Auch eine spektakuläre Rettung gelang den Tierschützern aus der Eifel in den letzten Wochen: „Eine Katze hatte sich offenbar in Panik im Kühlergrill eines Autos versteckt, mit dem der Besitzer auch noch herumgefahren ist.“ Passanten hatten den Schevener auf das Tier aufmerksam gemacht, das aber nicht zu befreien war. Der Mann suchte Hilfe beim Tierschutzverein Kall. Ein herbeigerufener Automechaniker konnte die Katze schließlich befreien. Unversehrt wurde sie der Besitzerin – einer Nachbarin des Autofahrers – zurückgebracht. „Unser ganz persönliches kleines Katastrophenwunder“, so Schmitz-Bongard.
Schildkröten wurden weggespült
Freilaufende Schildkröten wurden von den Wassermassen einfach hinweggespült und an ganz anderer Stelle wieder aufgefunden.

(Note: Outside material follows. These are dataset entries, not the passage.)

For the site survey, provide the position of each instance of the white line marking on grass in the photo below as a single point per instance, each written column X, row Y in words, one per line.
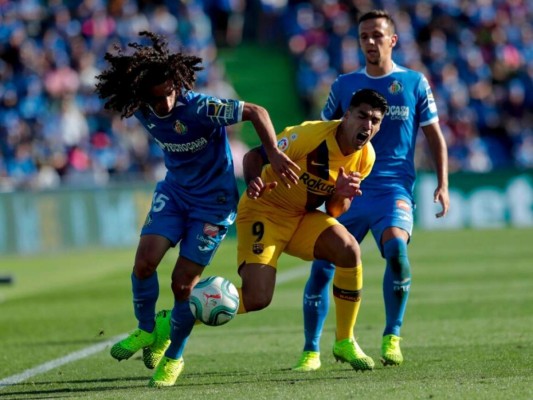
column 47, row 366
column 282, row 277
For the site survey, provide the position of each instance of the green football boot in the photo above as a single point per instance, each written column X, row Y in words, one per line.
column 154, row 353
column 127, row 347
column 167, row 372
column 309, row 361
column 390, row 350
column 347, row 350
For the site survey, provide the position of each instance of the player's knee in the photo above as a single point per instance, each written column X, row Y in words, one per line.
column 256, row 301
column 144, row 268
column 395, row 252
column 347, row 252
column 322, row 270
column 182, row 290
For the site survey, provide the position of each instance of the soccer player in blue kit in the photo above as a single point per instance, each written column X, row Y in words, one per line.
column 386, row 205
column 196, row 201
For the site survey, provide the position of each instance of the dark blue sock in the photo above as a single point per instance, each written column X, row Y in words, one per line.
column 316, row 303
column 145, row 294
column 396, row 284
column 181, row 324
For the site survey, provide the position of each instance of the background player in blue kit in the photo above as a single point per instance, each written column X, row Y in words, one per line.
column 197, row 200
column 386, row 205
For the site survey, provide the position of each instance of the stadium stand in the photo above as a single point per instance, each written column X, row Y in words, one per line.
column 53, row 131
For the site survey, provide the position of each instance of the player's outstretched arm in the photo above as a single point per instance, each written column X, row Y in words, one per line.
column 439, row 151
column 282, row 165
column 253, row 163
column 346, row 188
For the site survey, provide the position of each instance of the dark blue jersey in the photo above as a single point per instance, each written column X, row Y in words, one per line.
column 411, row 105
column 196, row 148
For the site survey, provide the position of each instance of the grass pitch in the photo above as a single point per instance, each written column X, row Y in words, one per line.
column 467, row 332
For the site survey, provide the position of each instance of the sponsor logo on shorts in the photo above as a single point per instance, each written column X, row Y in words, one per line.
column 258, row 248
column 403, row 205
column 208, row 240
column 283, row 144
column 189, row 147
column 211, row 230
column 317, row 185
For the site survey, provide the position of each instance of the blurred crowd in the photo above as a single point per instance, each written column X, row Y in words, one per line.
column 477, row 54
column 53, row 128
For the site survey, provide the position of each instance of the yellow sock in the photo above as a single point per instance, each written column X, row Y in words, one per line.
column 241, row 310
column 347, row 285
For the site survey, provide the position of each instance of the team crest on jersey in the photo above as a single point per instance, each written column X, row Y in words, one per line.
column 402, row 204
column 258, row 248
column 218, row 109
column 283, row 144
column 395, row 88
column 180, row 128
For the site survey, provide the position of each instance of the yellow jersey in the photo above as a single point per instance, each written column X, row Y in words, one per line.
column 313, row 146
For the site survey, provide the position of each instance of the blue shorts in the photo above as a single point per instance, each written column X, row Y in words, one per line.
column 377, row 212
column 170, row 216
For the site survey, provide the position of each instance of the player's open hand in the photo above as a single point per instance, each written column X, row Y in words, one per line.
column 442, row 196
column 348, row 184
column 284, row 167
column 257, row 188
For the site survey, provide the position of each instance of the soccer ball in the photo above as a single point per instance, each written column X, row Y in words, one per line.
column 214, row 301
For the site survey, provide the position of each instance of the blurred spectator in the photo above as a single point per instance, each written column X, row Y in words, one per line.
column 478, row 55
column 53, row 128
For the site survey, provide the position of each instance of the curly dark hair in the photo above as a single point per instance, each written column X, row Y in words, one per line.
column 125, row 84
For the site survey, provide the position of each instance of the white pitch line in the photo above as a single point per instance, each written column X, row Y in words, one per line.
column 282, row 277
column 47, row 366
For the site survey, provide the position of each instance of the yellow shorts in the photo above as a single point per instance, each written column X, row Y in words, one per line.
column 264, row 232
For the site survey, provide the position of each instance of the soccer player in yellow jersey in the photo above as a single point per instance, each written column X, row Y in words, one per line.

So wurde beispielsweise eine Gelbwangenschmuckschildkröte in der Urftseestraße in Gemünd angeschwemmt. Mit einer kleinen Blessur am Panzer, ansonsten aber unversehrt, wurde über eine der Facebook-Gruppen tatsächlich die Besitzerin ausfindig gemacht.
Überglücklich ist auch die Familie von Dajana Vey aus dem Braubach in Gemünd: Ein durch die Flut ausgelöster Erdrutsch verwüstete ihren Garten und riss dabei auch den Zaun weg, der die beiden Hunde Janosch und Zerah sicherte. Im Durcheinander nach der Flut nutzten die beiden schneeweißen Hütehunde die Gelegenheit und rannten davon. „Auf Facebook habe ich nach den beiden gesucht, in drei Stunden wurde der Post über 500 Mal geteilt“, so Dajana Vey.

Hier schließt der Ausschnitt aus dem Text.